A new exhibition is opening at the National Library of Australia, featuring exquisite and intriguing rare books, prints and manuscripts relating to music. These were printed or handwritten in Britain between 1636 and 1850. The Excellencies of Musick: Highlights from the Jamie and Michael Kassler Collection exhibition is open from 3 December 2024. Entry is free.
Enter the musical world of Stuart and Georgian Britain, a world of concert-going, music-makers and thinkers, of printers and publishers. The exhibition features rare works by famous composers, theorists and philosophers, as well as portraits, engraved tickets and trade cards. Highlights include a broadside advertising an 1817 performance of Handel's masterpiece, The Messiah, and a libretto of Haydn's oratorio The Creation, still in its original sewn binding of 1803.

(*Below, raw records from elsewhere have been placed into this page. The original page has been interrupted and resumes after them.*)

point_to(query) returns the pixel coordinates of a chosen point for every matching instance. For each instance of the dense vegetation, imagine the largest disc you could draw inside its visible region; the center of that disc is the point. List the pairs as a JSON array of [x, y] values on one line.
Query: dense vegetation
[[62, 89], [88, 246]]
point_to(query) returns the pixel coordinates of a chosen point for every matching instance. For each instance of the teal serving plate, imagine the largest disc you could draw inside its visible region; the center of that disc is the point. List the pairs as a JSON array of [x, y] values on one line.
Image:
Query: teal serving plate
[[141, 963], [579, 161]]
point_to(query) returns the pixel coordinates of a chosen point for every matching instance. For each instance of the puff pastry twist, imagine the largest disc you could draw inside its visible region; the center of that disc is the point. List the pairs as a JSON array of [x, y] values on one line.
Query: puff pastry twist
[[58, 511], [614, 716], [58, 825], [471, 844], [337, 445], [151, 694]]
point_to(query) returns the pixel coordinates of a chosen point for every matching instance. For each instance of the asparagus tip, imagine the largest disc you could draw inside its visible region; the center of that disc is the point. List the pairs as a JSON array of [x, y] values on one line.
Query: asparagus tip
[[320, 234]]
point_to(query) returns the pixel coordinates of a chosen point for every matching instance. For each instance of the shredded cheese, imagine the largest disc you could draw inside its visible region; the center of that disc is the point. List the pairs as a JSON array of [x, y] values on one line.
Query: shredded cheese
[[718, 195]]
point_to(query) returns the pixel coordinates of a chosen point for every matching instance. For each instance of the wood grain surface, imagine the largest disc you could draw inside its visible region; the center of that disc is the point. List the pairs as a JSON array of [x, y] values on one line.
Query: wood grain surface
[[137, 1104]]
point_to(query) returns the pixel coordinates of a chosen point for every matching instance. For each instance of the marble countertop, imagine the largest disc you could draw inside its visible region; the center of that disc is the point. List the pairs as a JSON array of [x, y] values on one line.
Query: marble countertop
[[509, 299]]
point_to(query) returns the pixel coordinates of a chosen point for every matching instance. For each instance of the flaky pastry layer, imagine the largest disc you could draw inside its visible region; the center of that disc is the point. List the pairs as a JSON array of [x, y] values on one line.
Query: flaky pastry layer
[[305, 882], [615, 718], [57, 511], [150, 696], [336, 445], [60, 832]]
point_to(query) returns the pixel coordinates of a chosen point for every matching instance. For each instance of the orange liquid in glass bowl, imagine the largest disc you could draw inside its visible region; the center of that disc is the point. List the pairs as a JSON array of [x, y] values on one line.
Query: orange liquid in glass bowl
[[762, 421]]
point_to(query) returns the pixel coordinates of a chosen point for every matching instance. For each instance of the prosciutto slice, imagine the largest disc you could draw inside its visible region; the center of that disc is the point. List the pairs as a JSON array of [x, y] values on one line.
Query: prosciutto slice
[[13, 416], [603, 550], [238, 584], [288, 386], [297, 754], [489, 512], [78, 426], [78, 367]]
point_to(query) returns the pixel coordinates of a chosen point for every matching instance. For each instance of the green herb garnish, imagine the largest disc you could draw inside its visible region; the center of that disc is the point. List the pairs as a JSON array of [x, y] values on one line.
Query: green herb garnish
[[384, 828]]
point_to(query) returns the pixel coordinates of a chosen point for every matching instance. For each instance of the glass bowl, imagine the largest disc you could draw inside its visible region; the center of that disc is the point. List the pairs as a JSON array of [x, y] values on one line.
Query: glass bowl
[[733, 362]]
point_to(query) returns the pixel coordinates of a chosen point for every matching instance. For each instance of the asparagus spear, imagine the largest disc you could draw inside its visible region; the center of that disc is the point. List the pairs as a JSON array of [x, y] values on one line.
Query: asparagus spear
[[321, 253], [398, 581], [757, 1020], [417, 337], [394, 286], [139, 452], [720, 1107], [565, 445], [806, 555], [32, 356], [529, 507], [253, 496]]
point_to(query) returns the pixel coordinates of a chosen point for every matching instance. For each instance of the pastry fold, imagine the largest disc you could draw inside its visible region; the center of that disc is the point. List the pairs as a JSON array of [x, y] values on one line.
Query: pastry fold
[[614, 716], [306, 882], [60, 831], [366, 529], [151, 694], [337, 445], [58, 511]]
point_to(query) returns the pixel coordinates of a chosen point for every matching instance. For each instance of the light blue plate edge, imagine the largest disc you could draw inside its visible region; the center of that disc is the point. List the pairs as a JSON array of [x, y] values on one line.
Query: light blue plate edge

'The items in the exhibition have many stories to tell,' said Rare Books and Music Curator Dr Susannah Helman. 'Some of the items are very rare. They include tickets and trade cards that tell of small moments in the lives of people living centuries ago. Other items in the exhibition are quite beautiful examples of printing techniques-engraving, lithography and mezzotint.'
Items in The Excellencies of Musick exhibition are drawn from the collection of musicologists and longstanding National Library patrons Dr Jamie Kassler and Dr Michael Kassler. Assembled over half a century, their collection includes books on the practice of music, intonation and acoustics, theories of harmony and composition, histories of music, biographies of musicians, dictionaries of musical terms, and music periodicals. The Kassler Collection greatly extends and deepens the National Library's collections of rare prints and books, music, pictures and manuscripts from the musicological world of 17th to early 19th century Britain. The Collection is being transferred to the National Library in stages and has enormous research potential.
'The Kassler Collection is the working library of two people passionate about the history of music in Britain. The Excellencies of Musick exhibition offers an introduction to this research collection,' said Dr Helman.
The National Library's rare books collections include around 158,000 titles, with more in its maps, pictures and Asian collections. These printed collections date from the earliest years of moveable metal type in Europe (early 1450s) to the 2020s. The National Library's music collections are also rich and include both early European printed scores toand the manuscript scores of great names in Australian music.
The Excellencies of Musick exhibition will delight anyone, especially those interested in the history of music and the history and technology of the book and printing. The free exhibition can be found in the collection-in-focus area of the Treasures Gallery at the National Library of Australia until August 2025.